Marine mammals are very difficult to study in their natural environment. It is therefore important that any study of marine mammals uses the most appropriate techniques available in a manner that minimises disturbance to individual animals and avoids negative population level effects.
The ECS promotes and coordinates marine mammal research widely and believes that the conservation and well-being of these animals is important. For this reason, the Society has established a committee to help inform and advise its members and the marine mammal research community in general on issues relevant to research methods considered potentially intrusive or invasive.
The Science Advisory Committee (SAC) aims to:
- provide information to individuals and groups to help guide research
- promote the sharing of the vast technical expertise of the Society’s membership
- address questions put by ECS members and others1 on aspects of marine mammal
The Science Advisory Committee aims to promote good practice in research by encouraging scientists to consider the questions of both whether and how they carry out a particular study.
Minimise impact on study animals
All marine mammal research should try to minimise its impact on animals.

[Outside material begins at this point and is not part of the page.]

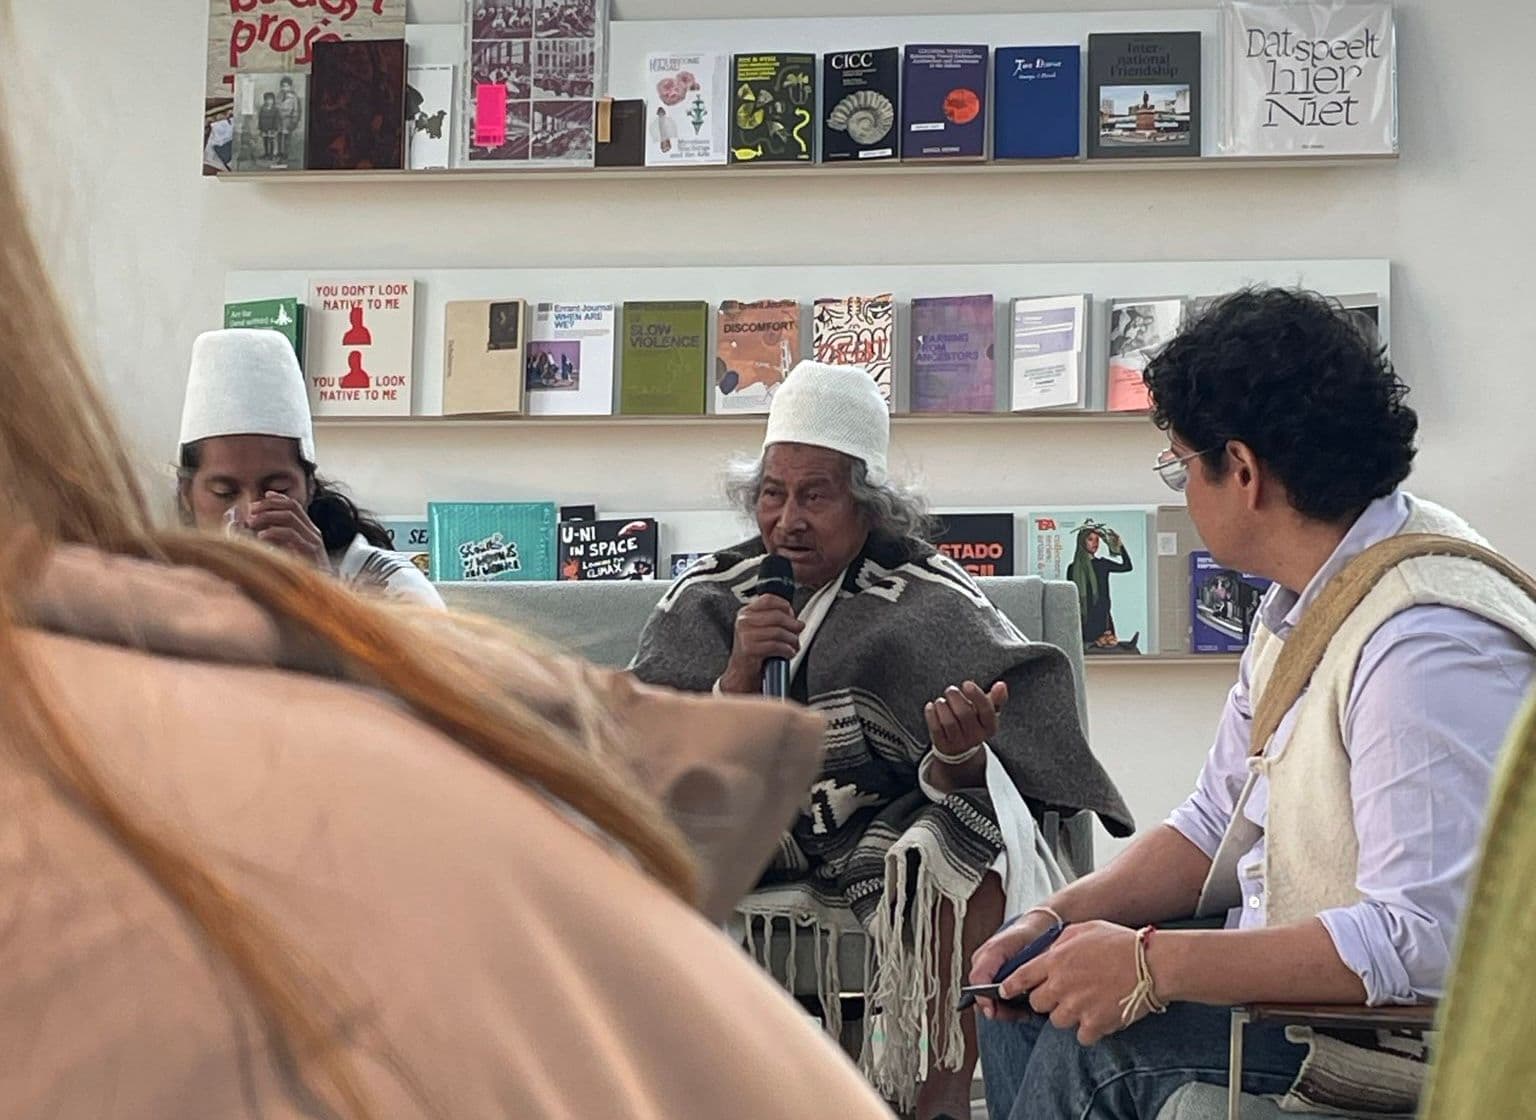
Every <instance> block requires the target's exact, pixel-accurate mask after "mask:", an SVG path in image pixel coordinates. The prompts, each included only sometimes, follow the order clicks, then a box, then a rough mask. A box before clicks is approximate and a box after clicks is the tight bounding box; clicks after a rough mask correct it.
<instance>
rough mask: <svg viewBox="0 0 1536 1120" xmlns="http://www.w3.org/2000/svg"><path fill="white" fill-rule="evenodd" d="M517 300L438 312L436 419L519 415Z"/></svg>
mask: <svg viewBox="0 0 1536 1120" xmlns="http://www.w3.org/2000/svg"><path fill="white" fill-rule="evenodd" d="M525 340H527V323H525V313H524V303H522V300H455V301H450V303H447V304H444V307H442V415H444V416H473V415H488V413H518V412H522V376H524V367H522V355H524V346H525Z"/></svg>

This should be achieved by adhering to all relevant national legislation, best practise and to the established principle of the 3Rs: Reduction, Refinement and Replacement. This means that researchers should:
- minimise the number of animals disturbed by designing statistically robust studies
- minimise interference to an individual animal by ensuring the research method used is the best available for the question being asked
- seek alternatives to interfering with the animals by ensuring there are no appropriate pre-existing data or samples available; and
- ensure that robust answers cannot be gained by other means, for example from modelling.
It is important for the ECS to help advise researchers on the principles of good practice for studying marine mammals. The Science Advisory Committee will hold a series of Best Practice Workshops, to take place annually during the ECS Conference. These workshops will help towards the publication of good practice guidance to cover all areas of marine mammal research, and to provide advice on techniques (or information on where to learn more about the techniques) and the appropriateness of their use in different situations.
The guidance should contribute to a dedicated web page on Best Practice in Research.
Promote high standards within marine mammal research
The Science Advisory Committee will have the opportunity to assess best practice aspects of research submitted for presentation to an ECS conference or for publication in any conference proceedings, reviewing those abstract & video submissions flagged as of potential welfare concern. The ECS Council will arrange for the local conference scientific committee to forwardthose abstracts to the SAC for review. The Society does not accept research where unnecessary interference or suffering has been caused to the study animals.
The SAC aims to promote the highest scientific standards by drawing attention to inappropriate practices generally and to help formulate statements of concern from the Society on issues relating to marine mammal conservation and welfare.
Promote improvement and provide advice
Laws exist in many countries to regulate research on live animals. However, laws are very general and usually only set out the minimum acceptable standards for care and welfare. The ECS aims to promote progress in improving research techniques by helping to facilitate information exchange between members and through guidance from the Science Advisory Committee.
Specific questions on all aspects of marine mammal research can be sent to the SAC, which will attempt to address them or direct the person to a suitable resource whenever possible.
The SAC is also available to provide advice if needed to the ECS Council.
The decision to create a European Cetacean Society Science Advisory Committee was taken after a workshop held in La Rochelle in 2004, during its 19th Annual Conference. The name of the committee evolved from the Ethics Advisory Committee to become the Science Advisory Committee to encompass the broad role of the group. Its members are ECS senior scientists whose fields of expertise cover a great range of disciplines and include both past Chairs of the society and experts in best practice and animal welfare. New members are appointed by the Committee as and when needed.
Science Advisory Committee – current membership
Mario Acquarone, Alex Aguilar, Michel André (Chair), James Barnett, Arne Bjørge, Sarah Dolman (Secretary), Greg Donovan, Peter G.H. Evans, Jonathan Gordon, Manuel Garcia-Hartmann, Thierry Jauniaux, and Cecile Vincent.